Women’s uptake of Medicare Benefits Schedule mental health items for general practitioners, psychologists and other allied mental health professionals

Julie E Byles, Xenia Dolja-Gore, Deborah J Loxton, Lynne Parkinson and Jennifer A Stewart Williams
Med J Aust 2011; 194 (4): 175-179. || doi: 10.5694/j.1326-5377.2011.tb03765.x
Published online: 21 February 2011


Objective: To quantify women’s uptake of Medicare Benefits Schedule mental health items, compare characteristics of women by mental health service use, and investigate the impact on Medicare costs.

Design, setting and participants: Analysis of linked survey data and Medicare records (November 2006 – December 2007) of 14 911 consenting participants of the Australian Longitudinal Study on Women’s Health (ALSWH) across three birth cohorts (1921–1926 [“older cohort”], 1946–1951 [“mid-age cohort”], and 1973–1978 [“younger cohort”]).

Main outcome measures: Uptake of mental health items; 36-Item Short Form Health Survey (SF-36) Mental Health Index scores from ALSWH surveys; and patient (out-of-pocket) and benefit (government) costs from Medicare data.

Results: A large proportion of women who reported mental health problems made no mental health claims (on the most recent survey, 88%, 90% and 99% of the younger, mid-age and older cohorts, respectively).
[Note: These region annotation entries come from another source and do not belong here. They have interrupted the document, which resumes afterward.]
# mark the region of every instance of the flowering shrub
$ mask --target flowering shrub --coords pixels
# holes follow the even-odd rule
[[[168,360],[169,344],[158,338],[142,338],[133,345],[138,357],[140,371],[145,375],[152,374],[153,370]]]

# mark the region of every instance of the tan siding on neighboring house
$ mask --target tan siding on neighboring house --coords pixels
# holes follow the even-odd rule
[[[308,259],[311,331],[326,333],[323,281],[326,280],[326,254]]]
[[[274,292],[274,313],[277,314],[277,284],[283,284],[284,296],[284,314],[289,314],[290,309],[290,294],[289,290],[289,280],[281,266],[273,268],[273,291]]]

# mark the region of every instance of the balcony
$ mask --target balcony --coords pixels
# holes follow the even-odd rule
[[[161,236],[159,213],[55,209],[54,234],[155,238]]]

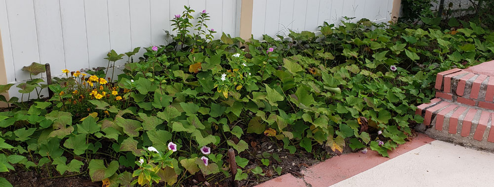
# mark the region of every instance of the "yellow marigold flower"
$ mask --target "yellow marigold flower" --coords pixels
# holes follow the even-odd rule
[[[105,85],[105,84],[106,84],[106,83],[108,83],[108,82],[106,81],[106,80],[105,80],[105,79],[99,78],[99,84],[100,85]]]
[[[98,80],[99,80],[99,78],[98,78],[98,77],[97,77],[96,75],[91,75],[90,77],[89,77],[88,80],[89,80],[89,81],[91,82],[98,82]]]
[[[94,98],[96,98],[98,99],[100,99],[100,98],[101,98],[102,97],[103,97],[103,95],[101,95],[101,94],[97,94],[96,95],[96,96],[94,96]]]

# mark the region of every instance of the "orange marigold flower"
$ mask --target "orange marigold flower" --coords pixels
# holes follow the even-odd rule
[[[99,78],[99,84],[100,85],[105,85],[105,84],[106,84],[106,83],[108,83],[108,82],[107,81],[106,81],[106,80],[105,80],[105,79]]]
[[[101,98],[103,98],[103,95],[98,94],[96,95],[96,96],[94,96],[94,98],[99,99]]]

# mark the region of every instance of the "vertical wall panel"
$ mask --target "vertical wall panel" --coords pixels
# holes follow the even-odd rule
[[[10,32],[8,28],[7,17],[7,7],[5,0],[0,0],[0,32],[1,33],[2,45],[3,48],[3,59],[5,60],[5,73],[7,82],[15,81],[14,60],[12,57],[12,47],[10,46]]]
[[[16,78],[17,81],[28,80],[29,74],[21,69],[40,62],[33,0],[6,0],[6,7]]]
[[[293,22],[291,29],[298,32],[305,30],[307,0],[295,0],[293,5]]]
[[[280,4],[278,31],[281,35],[288,36],[290,33],[288,29],[293,27],[294,2],[295,0],[284,0]]]
[[[49,63],[54,75],[60,74],[61,70],[65,69],[65,60],[58,0],[33,2],[40,47],[39,62],[43,64]]]
[[[173,14],[170,13],[170,0],[151,0],[150,6],[151,44],[164,45],[166,39],[165,31],[171,31],[170,20]]]
[[[60,7],[65,67],[70,71],[88,68],[84,1],[61,0]]]
[[[228,1],[228,0],[226,0]],[[210,20],[206,21],[206,24],[209,27],[207,29],[214,29],[214,31],[217,33],[214,34],[213,36],[214,38],[219,39],[221,37],[221,32],[223,32],[223,0],[207,0],[206,1],[206,10],[209,13],[208,14],[211,17]],[[231,19],[231,18],[230,18]],[[204,29],[203,29],[204,30]],[[206,31],[206,33],[209,33]]]
[[[146,51],[142,48],[151,45],[151,14],[150,0],[129,0],[130,8],[130,38],[131,50],[141,47],[141,50],[133,57],[134,61],[138,60],[139,56]],[[164,18],[162,18],[164,19]],[[127,51],[122,51],[127,52]],[[126,56],[124,59],[127,60]]]
[[[86,33],[89,68],[106,67],[108,61],[103,59],[111,50],[108,11],[106,1],[84,0]]]

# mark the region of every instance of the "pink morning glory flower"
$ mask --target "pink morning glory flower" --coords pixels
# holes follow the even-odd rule
[[[207,157],[203,156],[202,157],[201,157],[201,160],[203,161],[203,162],[204,162],[205,165],[207,166],[207,161],[209,160],[209,159]]]
[[[168,149],[173,151],[173,152],[176,151],[177,144],[170,141],[169,143],[168,143]]]
[[[379,145],[379,146],[382,145],[384,145],[384,142],[382,142],[382,141],[379,141],[378,143],[377,143],[377,145]]]
[[[202,147],[201,147],[201,152],[202,152],[203,154],[209,154],[211,153],[211,148],[204,145]]]
[[[389,66],[389,69],[391,69],[391,71],[396,71],[396,70],[398,69],[396,68],[396,66],[394,65],[392,65],[392,66]]]

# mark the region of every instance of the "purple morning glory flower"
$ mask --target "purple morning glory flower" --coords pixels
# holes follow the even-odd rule
[[[202,147],[201,147],[201,152],[203,152],[204,154],[209,154],[211,153],[211,148],[204,145]]]
[[[377,143],[377,145],[379,145],[379,146],[381,146],[381,145],[384,145],[384,142],[382,142],[382,141],[380,141],[380,140],[378,141],[378,143]]]
[[[207,166],[207,161],[209,160],[209,159],[207,157],[203,156],[202,157],[201,157],[201,160],[203,161],[203,162],[204,162],[205,165]]]
[[[389,66],[389,69],[391,69],[391,71],[396,71],[396,70],[398,69],[396,68],[396,66],[394,65],[392,65],[392,66]]]
[[[177,144],[170,141],[169,143],[168,143],[168,149],[173,151],[173,152],[176,151]]]

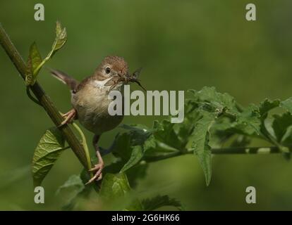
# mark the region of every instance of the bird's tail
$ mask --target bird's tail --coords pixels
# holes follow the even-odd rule
[[[51,68],[48,68],[48,70],[54,77],[62,82],[63,84],[67,84],[71,91],[76,89],[79,84],[78,81],[61,71]]]

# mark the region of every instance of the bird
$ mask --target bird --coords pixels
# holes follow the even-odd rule
[[[51,68],[49,70],[54,77],[69,87],[71,94],[73,108],[63,115],[64,120],[60,126],[78,120],[83,127],[94,134],[92,144],[98,163],[90,169],[90,172],[95,172],[95,174],[87,184],[101,180],[104,163],[98,141],[103,133],[116,127],[123,118],[123,115],[109,114],[108,107],[113,101],[109,99],[109,93],[111,90],[121,91],[125,84],[131,80],[135,82],[135,79],[128,72],[128,63],[123,58],[119,56],[105,57],[93,75],[80,82],[63,72]],[[134,72],[134,77],[137,77],[137,72],[140,72],[140,69]],[[123,91],[121,93],[123,95]]]

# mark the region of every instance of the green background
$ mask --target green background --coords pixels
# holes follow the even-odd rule
[[[44,5],[44,21],[34,20],[37,3]],[[47,65],[78,79],[90,75],[104,56],[118,55],[131,71],[143,67],[141,79],[148,90],[214,86],[243,105],[287,98],[292,96],[292,1],[253,1],[255,22],[245,20],[248,3],[2,0],[0,22],[26,60],[33,41],[42,56],[50,50],[59,20],[68,42]],[[55,192],[81,166],[71,150],[64,153],[43,183],[45,204],[34,203],[30,164],[39,139],[52,123],[26,96],[23,80],[2,50],[0,71],[0,210],[59,210],[62,200]],[[61,111],[70,109],[65,86],[45,70],[39,80]],[[130,116],[123,122],[152,126],[154,119]],[[104,134],[100,145],[109,146],[117,132]],[[92,134],[85,134],[90,141]],[[214,156],[212,169],[206,187],[192,155],[152,163],[137,191],[169,194],[189,210],[292,210],[292,165],[281,155]],[[249,186],[257,190],[256,204],[245,202]]]

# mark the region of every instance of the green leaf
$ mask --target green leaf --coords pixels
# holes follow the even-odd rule
[[[290,136],[290,129],[289,127],[292,125],[292,115],[287,112],[283,113],[282,115],[274,115],[274,121],[272,123],[272,128],[278,143],[288,143],[289,146],[291,145],[291,143],[287,143],[287,140],[291,139]]]
[[[119,134],[114,143],[113,153],[124,162],[121,172],[137,165],[149,148],[154,146],[152,133],[139,126],[126,126],[127,131]]]
[[[58,195],[62,191],[71,188],[75,189],[76,192],[79,193],[82,191],[84,188],[85,186],[80,176],[79,175],[74,174],[71,176],[64,184],[59,187],[56,193]]]
[[[183,210],[181,203],[175,198],[168,195],[157,195],[152,198],[146,198],[142,200],[144,210],[152,211],[163,206],[174,206],[179,210]]]
[[[271,101],[269,99],[264,99],[264,101],[260,103],[259,112],[262,120],[264,120],[267,117],[267,113],[269,110],[278,107],[280,105],[280,101],[276,99]]]
[[[209,129],[215,118],[214,114],[204,112],[202,118],[196,123],[192,135],[192,148],[203,169],[207,186],[209,184],[212,176]]]
[[[57,21],[56,25],[56,39],[53,43],[49,58],[53,57],[56,52],[61,49],[67,41],[67,32],[66,28],[62,28],[61,23]]]
[[[281,102],[280,106],[292,113],[292,97]]]
[[[28,70],[25,77],[26,85],[33,85],[39,69],[36,70],[42,63],[42,56],[39,52],[37,44],[33,42],[30,48],[30,53],[28,60]]]
[[[85,187],[80,175],[72,175],[61,186],[56,192],[56,195],[66,197],[66,201],[62,207],[63,210],[72,210],[76,206],[78,200],[81,197],[87,196],[90,190]]]
[[[164,120],[161,122],[155,120],[153,124],[153,135],[156,141],[162,142],[174,149],[181,150],[184,147],[184,143],[178,139],[178,136],[174,130],[176,124],[168,120]]]
[[[218,112],[226,110],[231,114],[237,114],[238,111],[234,98],[227,93],[217,92],[214,86],[205,86],[199,91],[192,89],[188,91],[193,94],[193,99],[199,102],[208,103],[209,106]]]
[[[64,150],[65,140],[56,127],[46,131],[35,150],[32,159],[34,185],[39,186],[61,153]]]
[[[105,202],[114,204],[123,202],[126,205],[120,210],[142,210],[141,202],[137,198],[132,198],[131,191],[126,174],[107,174],[102,179],[99,194]]]

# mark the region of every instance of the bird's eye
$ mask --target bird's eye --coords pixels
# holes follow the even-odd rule
[[[111,72],[111,69],[109,68],[106,68],[106,73],[109,74]]]

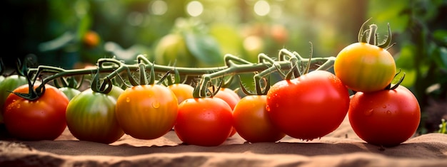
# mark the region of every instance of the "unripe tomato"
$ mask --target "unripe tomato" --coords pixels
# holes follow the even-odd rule
[[[83,91],[70,101],[66,109],[70,132],[83,141],[110,144],[119,139],[124,131],[116,120],[116,104],[113,95],[91,89]]]
[[[69,98],[69,100],[71,100],[74,97],[81,93],[81,91],[79,91],[79,90],[69,87],[61,87],[59,88],[59,90],[62,91],[62,92],[65,94],[66,97]]]
[[[233,126],[247,141],[275,142],[286,136],[271,121],[266,109],[266,95],[248,95],[233,111]]]
[[[4,103],[6,97],[11,94],[9,91],[13,91],[19,86],[28,84],[26,77],[19,75],[8,76],[0,84],[0,123],[3,123],[3,113],[4,112]]]
[[[371,92],[383,90],[391,82],[396,75],[396,63],[383,48],[355,43],[338,53],[333,70],[348,88]]]
[[[124,132],[132,137],[154,139],[172,129],[178,106],[177,97],[165,86],[134,86],[118,97],[116,119]]]
[[[177,102],[180,104],[181,102],[187,99],[194,98],[193,97],[193,91],[194,87],[187,84],[173,84],[168,86],[174,94],[177,97]]]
Socioeconomically disadvantaged women were less likely to use the services. SF-36 Mental Health Index scores among women in the younger and mid-age cohorts were lowest for women who had accessed mental health items or self-reported a recent mental health condition. Mental health items are associated with higher costs to women and government.

Conclusion: Although there has been rapid uptake of mental health items, uptake by women with mental health needs is low and there is potential socioeconomic inequity.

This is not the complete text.